UPDATED Nov. 24, 2022: The following opinion was published at Thanksgiving 2021 and republished this year. The story about Sue and Jeff Thompson has touched Arlington deeply. Read an earlier report here >>  As well as a later one >> So has the opinion column about the unexpected passing of Jim Swan. Read it here >> 

Tears turn to hope, as the heart of our community swelled with generosity.

As of Tuesday, Nov. 23, the couple's needs have drawn $64,715. That's more than $53,000 sent since Oct. 22, when YourArlington published the story. Ann Seymour organize the fund-raiser on Oct. 10.

As of Nov. 23, the effort to support the Swan family, organized by Annie Clarke-Lauer on Nov. 9, has received $68,197.

These responses are clear testimony to the bountifulness of Arlington residents and neighbors as well as to the power of a local-news website spreading the word.

Antidote to broader issues?

In this holiday season, we give thanks to all who have risen to the challenge to help those in need.

The desire to give springs from a place within us that may be an antidote to broader national contagions. Enveloping us are Covid-19, the tide of distrust in the aftermath of the 2020 presidential election and racial reckonings following the death of George Floyd.

Shut away and masked up since March 2020, we yearn to break free. To do so, some resist science and deny proven health measures. Some seek stricter voting laws.
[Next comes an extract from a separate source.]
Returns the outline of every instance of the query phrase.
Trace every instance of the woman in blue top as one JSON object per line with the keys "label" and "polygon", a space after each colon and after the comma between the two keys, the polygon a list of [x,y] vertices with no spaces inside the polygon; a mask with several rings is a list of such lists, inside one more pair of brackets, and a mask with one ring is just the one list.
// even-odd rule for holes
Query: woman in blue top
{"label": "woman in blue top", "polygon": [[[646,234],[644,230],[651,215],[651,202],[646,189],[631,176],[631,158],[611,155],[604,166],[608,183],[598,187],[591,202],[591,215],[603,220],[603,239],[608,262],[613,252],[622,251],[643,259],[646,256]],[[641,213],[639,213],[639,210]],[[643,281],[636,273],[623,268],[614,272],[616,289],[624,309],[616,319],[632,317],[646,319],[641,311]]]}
Some take up arms at the U.S. Capitol, in Wisconsin, in Georgia.

These strong public reactions provide a divisive national context that asks: What is happening to our democracy?

The question haunts this year's Thanksgiving.

Retain perspective

As we celebrate with those we love during the holidays, let's retain some perspective: If we love our country the way we love Arlington, let us find ways to move forward.

The U.S. government and economy are imperfect: The continuing search for freedom underlying the soul of the United States is rooted in capitalism, which urges innovation and also aims to limit government control of business.

You see these broad effects at work in the nation and in Arlington. You see them even in the campaigns to support the Thompsons and the Swan family.

GoFundMe, the online fund-raiser, supports both campaigns. Such modern, grass-roots funding expresses the freedom of capitalism: You give if you want to, and are able.

But the initial burst of funding, with increasing goals, cannot result in enough to cover long-term costs.

In the case of the Thompsons, consider this 2018 report titled "ALS Managed Care Considerations"about the expenses involved in managing amyotrophic lateral sclerosis. The progressive neurodegenerative ill is also known as Lou Gehrig’s disease.

The report says: "In a case study that followed a single patient’s direct costs over the 10-year disease duration period, total accumulated costs were $1,821,245."

Estimates for the total cost to an ALS patient include home care, prescriptions, hospitalizations, ventilators and medical equipment. While insurance covers some of these costs, families have to cope with enormous out-of-pocket expenses. Often, patients with ALS lose health insurance as they can no longer work.

Need larger vision

YourArlington's publisher Bob Sprague praises the generosity of a caring public. He also asks that we take a step back: As a society, we have to look beyond GoFundMe to support our health-care needs.

Our capitalist-flung safety net is frayed. In our democracy, we need a larger vision about how to support those in need. Perhaps first, though, we need to make sure democracy survives.

The giving nature of our residents feeling empathy for the pain of others points the way. 


This opinion column was published Wednesday, Nov. 10, 2021, and updated Nov. 23. It was republished Thursday, Nov. 24, 2022.